Die Alpenschutzorganisation Mountain Wilderness Schweiz macht gegen ein anderes Projekt in Wallis, in Gondo, mobil. Bevor die unberührte und unerschlossene Natur zugebaut wird, solle man erstmal das Potenzial mit Anlagen auf Gebäuden und Infrastrukturen ausbauen, heißt es dort. Dass wegen der Fristen für die Subventionen nun überall auf die Schnelle Solarparks geplant werden, macht auch Rohrer Sorge. »Man hat es versäumt, Qualitätskriterien einzubinden«, sagt er. »Das Wahnsinnige ist, dass es für die Subventionen völlig egal ist, ob es ein guter oder schlechter Standort ist.«

Die bislang größte alpine Solaranlage hat der Stromkonzern Axpo gebaut.
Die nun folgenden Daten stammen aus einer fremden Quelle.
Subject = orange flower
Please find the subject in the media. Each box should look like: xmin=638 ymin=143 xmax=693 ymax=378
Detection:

Seit August produzieren Solarmodule auf der Muttsee-Staumauer im Kanton Glarus auf rund 2500 Metern Höhe Strom. Der Konzern hat jede Menge Projekte in der Pipeline, etwa Nalpsolar in Graubünden. Um von den Subventionen zu profitieren, soll es ab Herbst 2025 Strom liefern, wie Axpo-Sprecherin Jeanette Schranz sagt: »Bei unserem Projekt Nalpsolar sollen rund 30.000 Solarmodule auf Weideland installiert werden, auf einer freien Fläche etwa so groß wie zwölf Fußballfelder.« Axpo hat in der Schweiz Pläne für Solaranlagen mit mehr als 1,2 Gigawatt Leistung, die Hälfte davon in alpinen Regionen. Auch der Energiekonzern Alpiq hat drei größere Projekte am Start.